三重県内7月―9月 景況感、2期ぶりマイナス 来期はプラス見通し

東海財務局津財務事務所は13日、7―9月の三重県内法人景気予測調査を発表した。景況感が「上昇」と回答した企業の割合から「下降」を差し引いた「景況判断BSI」はマイナス6・3で、1―3月期以来、2期ぶりに「下降」が「上昇」を上回った。来期(10―12月期)の先行きは、10・9とプラスに転じ、「上昇」が「下降」を上回る見通しとなった。

調査は、県内に本社を置く資本金1千万円以上の企業を対象に実施。142社に依頼し、128社(回答率90・1%)から回答を得た。規模別では、大企業32社▽中堅企業32社▽中小企業64社。うち製造業は45社、非製造業は83社だった。
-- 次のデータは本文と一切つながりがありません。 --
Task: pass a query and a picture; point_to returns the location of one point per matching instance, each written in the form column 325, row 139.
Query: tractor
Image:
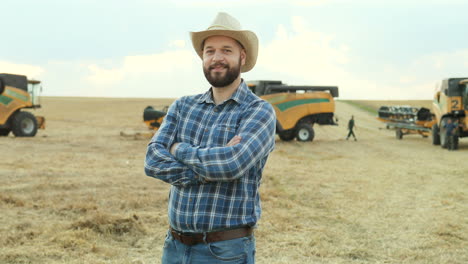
column 297, row 108
column 450, row 102
column 16, row 94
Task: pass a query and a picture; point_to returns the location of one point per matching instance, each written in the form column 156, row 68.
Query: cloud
column 31, row 71
column 168, row 74
column 300, row 55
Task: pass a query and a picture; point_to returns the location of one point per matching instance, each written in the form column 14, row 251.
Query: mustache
column 217, row 65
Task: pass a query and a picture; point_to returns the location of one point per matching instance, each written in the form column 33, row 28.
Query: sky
column 370, row 49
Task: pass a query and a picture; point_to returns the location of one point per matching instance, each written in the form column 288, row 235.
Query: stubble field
column 77, row 193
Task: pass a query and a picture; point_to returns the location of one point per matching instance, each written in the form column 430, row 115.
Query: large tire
column 435, row 135
column 305, row 132
column 24, row 124
column 287, row 135
column 4, row 132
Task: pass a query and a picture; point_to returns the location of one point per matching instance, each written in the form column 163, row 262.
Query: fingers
column 234, row 141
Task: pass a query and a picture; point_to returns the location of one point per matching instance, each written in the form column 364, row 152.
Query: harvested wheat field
column 77, row 193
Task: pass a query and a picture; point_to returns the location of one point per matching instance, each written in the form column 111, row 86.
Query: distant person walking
column 350, row 128
column 450, row 133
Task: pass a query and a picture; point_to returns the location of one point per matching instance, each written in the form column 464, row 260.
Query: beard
column 218, row 79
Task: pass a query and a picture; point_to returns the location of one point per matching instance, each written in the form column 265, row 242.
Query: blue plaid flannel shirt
column 213, row 187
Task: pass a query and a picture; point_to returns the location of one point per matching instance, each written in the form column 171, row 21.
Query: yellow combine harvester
column 297, row 108
column 18, row 93
column 450, row 102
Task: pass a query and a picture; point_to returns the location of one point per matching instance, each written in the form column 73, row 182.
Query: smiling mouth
column 218, row 67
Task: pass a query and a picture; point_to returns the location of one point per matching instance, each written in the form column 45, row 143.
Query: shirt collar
column 238, row 96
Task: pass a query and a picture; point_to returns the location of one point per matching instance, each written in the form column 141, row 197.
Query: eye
column 209, row 51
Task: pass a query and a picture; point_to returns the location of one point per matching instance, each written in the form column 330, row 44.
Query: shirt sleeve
column 159, row 162
column 257, row 132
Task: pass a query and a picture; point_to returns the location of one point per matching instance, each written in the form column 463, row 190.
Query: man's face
column 222, row 60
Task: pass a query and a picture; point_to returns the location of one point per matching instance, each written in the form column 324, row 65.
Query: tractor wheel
column 399, row 134
column 24, row 124
column 305, row 132
column 442, row 132
column 435, row 135
column 4, row 132
column 287, row 135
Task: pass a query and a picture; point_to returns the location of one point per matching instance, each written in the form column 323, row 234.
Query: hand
column 173, row 148
column 234, row 141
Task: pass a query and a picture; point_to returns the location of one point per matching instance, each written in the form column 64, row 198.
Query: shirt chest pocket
column 221, row 134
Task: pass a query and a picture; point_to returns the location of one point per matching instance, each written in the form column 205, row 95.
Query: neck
column 221, row 94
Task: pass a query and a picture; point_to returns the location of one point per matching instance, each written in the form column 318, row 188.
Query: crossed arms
column 189, row 165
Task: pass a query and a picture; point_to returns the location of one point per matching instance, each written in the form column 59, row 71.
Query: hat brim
column 247, row 38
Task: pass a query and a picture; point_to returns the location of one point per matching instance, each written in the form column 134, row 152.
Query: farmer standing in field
column 350, row 128
column 212, row 149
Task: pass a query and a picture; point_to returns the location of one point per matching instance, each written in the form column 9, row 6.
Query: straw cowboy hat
column 226, row 25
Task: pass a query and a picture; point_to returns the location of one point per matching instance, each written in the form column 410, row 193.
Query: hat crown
column 225, row 21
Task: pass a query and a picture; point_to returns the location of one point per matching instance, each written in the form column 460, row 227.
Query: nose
column 218, row 56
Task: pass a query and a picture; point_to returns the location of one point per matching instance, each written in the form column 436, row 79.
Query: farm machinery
column 450, row 103
column 297, row 108
column 18, row 93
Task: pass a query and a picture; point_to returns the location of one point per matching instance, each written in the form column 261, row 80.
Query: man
column 350, row 128
column 212, row 149
column 450, row 133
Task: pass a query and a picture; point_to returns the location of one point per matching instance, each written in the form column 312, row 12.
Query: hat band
column 220, row 27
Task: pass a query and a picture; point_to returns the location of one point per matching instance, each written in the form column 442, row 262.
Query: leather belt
column 191, row 239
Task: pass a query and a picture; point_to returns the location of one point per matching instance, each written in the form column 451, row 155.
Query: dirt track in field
column 76, row 193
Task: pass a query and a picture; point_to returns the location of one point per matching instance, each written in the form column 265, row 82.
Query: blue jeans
column 239, row 250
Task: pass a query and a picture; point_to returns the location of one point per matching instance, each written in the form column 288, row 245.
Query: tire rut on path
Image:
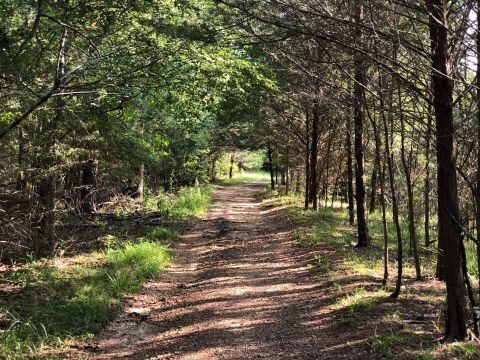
column 239, row 288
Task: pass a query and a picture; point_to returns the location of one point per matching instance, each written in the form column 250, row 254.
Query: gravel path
column 239, row 288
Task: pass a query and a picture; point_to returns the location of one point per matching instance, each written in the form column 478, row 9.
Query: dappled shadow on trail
column 239, row 288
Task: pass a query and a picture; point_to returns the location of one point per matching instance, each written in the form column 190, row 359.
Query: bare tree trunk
column 427, row 180
column 391, row 176
column 373, row 184
column 47, row 189
column 307, row 159
column 408, row 178
column 359, row 119
column 89, row 184
column 141, row 182
column 448, row 211
column 477, row 197
column 384, row 223
column 351, row 200
column 21, row 179
column 270, row 166
column 232, row 160
column 314, row 157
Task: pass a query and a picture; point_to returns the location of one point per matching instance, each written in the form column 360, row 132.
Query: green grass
column 247, row 177
column 384, row 345
column 465, row 351
column 58, row 305
column 189, row 201
column 356, row 304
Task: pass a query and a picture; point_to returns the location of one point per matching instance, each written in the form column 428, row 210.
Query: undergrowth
column 356, row 275
column 189, row 201
column 62, row 303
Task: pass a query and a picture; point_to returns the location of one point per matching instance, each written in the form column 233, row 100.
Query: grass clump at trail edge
column 247, row 177
column 189, row 201
column 60, row 303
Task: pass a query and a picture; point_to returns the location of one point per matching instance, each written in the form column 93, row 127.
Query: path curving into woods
column 239, row 288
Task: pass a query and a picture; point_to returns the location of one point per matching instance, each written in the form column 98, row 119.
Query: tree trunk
column 448, row 212
column 307, row 159
column 408, row 177
column 89, row 184
column 351, row 200
column 391, row 176
column 232, row 160
column 21, row 179
column 270, row 166
column 427, row 180
column 384, row 223
column 359, row 118
column 314, row 157
column 477, row 198
column 45, row 243
column 141, row 182
column 373, row 183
7―9月期の景況判断BSIは、前回調査時に比べて17・9ポイントの悪化。「上昇」と答えた大企業の割合は縮小。「下降」と答えた中堅企業と中小企業の割合は拡大した。業種別では、製造業がマイナス6・7で15・6ポイント下落。非製造業が19・1ポイント悪化し、マイナス6・0だった。

従業員数を「不足気味」と回答した企業の割合から「過剰気味」を差し引いた従業員数判断BSIは24・2で、前回調査時と横ばい。年末にかけて幅が縮小する見通しだが、人手不足は続く見込み。調査を開始した平成16年6月末以来、9番目に高い水準となった。

津財務事務所の黒田浩二所長は同日の記者会見で、景況判断について「前期から横ばいと判断した企業が多く、景気が後退しているわけではない」と分析。一方で「人手不足で受注に対応できない企業もあり、今後の生産活動に影響が出る可能性がある」と懸念した。